"We all receive a life sentence at birth ... It is a sin to break under the weight of it"
Your Mouth is Lovely, by Nancy Richler, has everything that I love in a book. Beautifully detailed characters who grow through time and circumstance. Philosophy that reads like poetry. Language that tells a hard truth gently. Historical relevance. A female focus. It has been a long while since a book has kept me awake until 2 am, and I was disappointed in myself when this one fell on my face as I simply couldn't stay awake any longer.
Your Mouth is Lovely (the title comes from the Song of Solomon and is apparently a blessing Jewish mothers say over their children's first words that the words they speak will stay true and gentle), follows the story of 19 year old Miriam from her birth - and earlier - to her imprisonment in Siberia, from which she is writing her story. Although a story that bounces between the 'in real time' narrator and the story she is telling can be a difficult trope to manage, Richler does it elegantly, with few spoilers and none of importance. Miriam is writing to a daughter she may never know, telling the baby girl the story of how she came to be. In the process, it seems, Miriam also discovers how she came to be who she is, and particularly the influence of her step-mother and the other women who raised her in contrast to the mother who birthed her then immediately drowned herself.

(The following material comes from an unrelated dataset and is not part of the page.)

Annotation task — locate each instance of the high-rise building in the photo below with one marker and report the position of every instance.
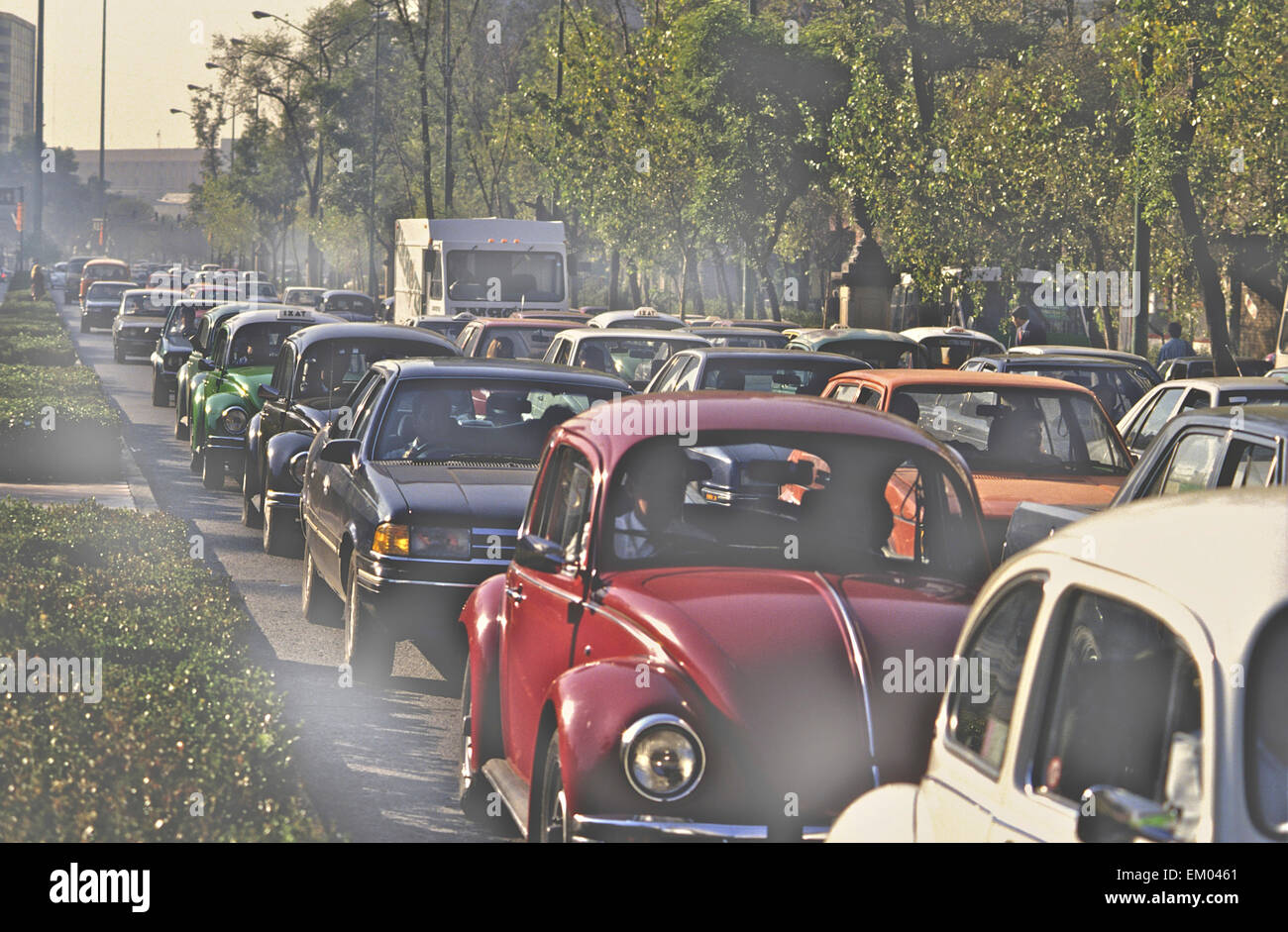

Life in Russia at the end of the 19th century was hard for almost everyone (thus the Russian revolution), but especially difficult in the isolated Jewish villages such as the one Miriam calls home. Like the mist from the swamp their village borders, a harsh beauty and struggle colours grey the lives of the people in Miriam's village. Limited options, superstitions, bullying, poverty all encourage the young people - and in particular the young women - towards revolution. While life when she gets to Kiev is not easier, it is a life of Miriam's choosing.
Although the men in Your Mouth is Lovely are a quiet lot, when he does speak Miriam's father Aaron Lev's words stay with you. His theory of water, as his theory of life, gives peace and encouragement. It's a peace and encouragement that linger after the book is back on the shelf. Revolution, riots, struggle, and in the midst of it peace and love and humanity.